The authors clearly know their subject. None of their vignettes looks fabricated. All examples present scenarios a correctional employee can expect to face. I believe that had they wanted, they could have provided many examples of prisoners who relate appropriately to staff. The authors could have explained that these prisoners do not ask staff to break rules or laws. They do not make spurious offers to make the employee's life easier or ask the employee to run errands. Their interactions with staff are clearly part of the prisoner's effort to "turn his life around."
Providing such examples would have helped readers distinguish between prisoners who are "programming," from those who are manipulators. The authors could have offered guidance on how to respond effectively to prisoners who are trying to make positive changes in their lives. It is true that a prisoner who presents this way may be an extremely clever manipulator; I believe the authors had the knowledge and experience to help readers tell which prisoners are sincere and which ones not when they ask for help changing for the better.
Had they given as many examples of prisoners making positive changes as they did of prisoners manipulating staff, they then would have written a book that was balanced and genuinely helpful to staffers. Instead, they wrote a one-sided book, which instead of helping staffers deal confidently with prisoners, provokes fear; fear so pervasive that it corrodes the will.
Here is one clear example. During orientation this book was used to justify telling new employees that we should have no empathy for prisoners. I had not yet read the book, When I did read it, I discovered that the presenter had misunderstood what it does say about empathy, but he had grasped its general tenor.
I found the directive not to have empathy appalling, and shared this sentiment with several colleagues. To my surprise, they all agreed that it would be dangerous to have empathy with members of this population.

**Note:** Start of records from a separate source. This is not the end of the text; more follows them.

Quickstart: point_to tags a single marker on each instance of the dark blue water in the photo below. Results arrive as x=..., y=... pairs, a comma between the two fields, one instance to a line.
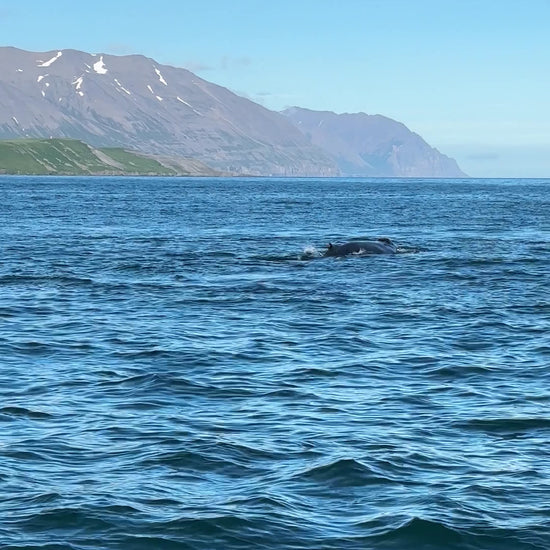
x=180, y=369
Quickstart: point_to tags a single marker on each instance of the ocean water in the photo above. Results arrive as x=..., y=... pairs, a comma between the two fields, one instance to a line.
x=180, y=368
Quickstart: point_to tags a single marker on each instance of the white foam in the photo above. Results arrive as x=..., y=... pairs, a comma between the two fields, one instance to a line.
x=49, y=62
x=99, y=66
x=160, y=77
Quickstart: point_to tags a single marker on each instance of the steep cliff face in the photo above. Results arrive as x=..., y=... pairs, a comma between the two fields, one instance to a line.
x=372, y=145
x=136, y=103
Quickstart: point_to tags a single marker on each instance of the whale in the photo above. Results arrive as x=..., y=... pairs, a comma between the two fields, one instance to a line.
x=383, y=245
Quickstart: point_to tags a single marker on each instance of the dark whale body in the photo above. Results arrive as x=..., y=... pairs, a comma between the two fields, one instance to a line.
x=379, y=246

In response, I askedI of what disorders is the absence of empathy a defining characteristic. My colleagues knew: antisocial personality disorder, sociopathy, psychopathy. They knew this full well. I was not telling them anything they did not know. The fear instilled in them by the Department of Corrections had driven them to abandon one of their core values.
The Department had also made them less safe. If empathy is understanding what it feels like to be another person, would it not be safer to know what it feels like to be a prisoner than to insist on remaining ignorant of that perspective?
If the authors had valued empathy for prisoners as much as the do for staff, they would have written a masterpiece. As it is, their book is an incomplete, middling effort.
168 of 176 people found the following review helpful.
If you are working in corrections this book is a must
By David Cantu
I've been in the Jail bussiness now since 1996, and I can tell you that a read of this book will instantly give you a years expereince or better in the corrections proffession. It includes all the "tricks" that inmates and criminals use to "get one over on you" Since these people have nothing to do all day but dream up new crimes and manipulation techniques, the knowledge this book will impart will allow one to "see them coming a mile away". Reading this book will enhance ones safety both in the corrections environment and on the street.
74 of 82 people found the following review helpful.
You don't have to be a 'Con' to Survive in a Convict's World
By A Customer
Games Criminals Play is a very easy to read, straight-forward account of the manipulations inmates are so skilled in often as a means of survival, and how easily susceptible the correctional employee can be. Accounts given demonstrate how easily the manipulations can begin; how difficult they can be to terminate, and how to proactively and professionally ward off the inmates' manipulative games. The book would serve anyone new to the corrections environment very well.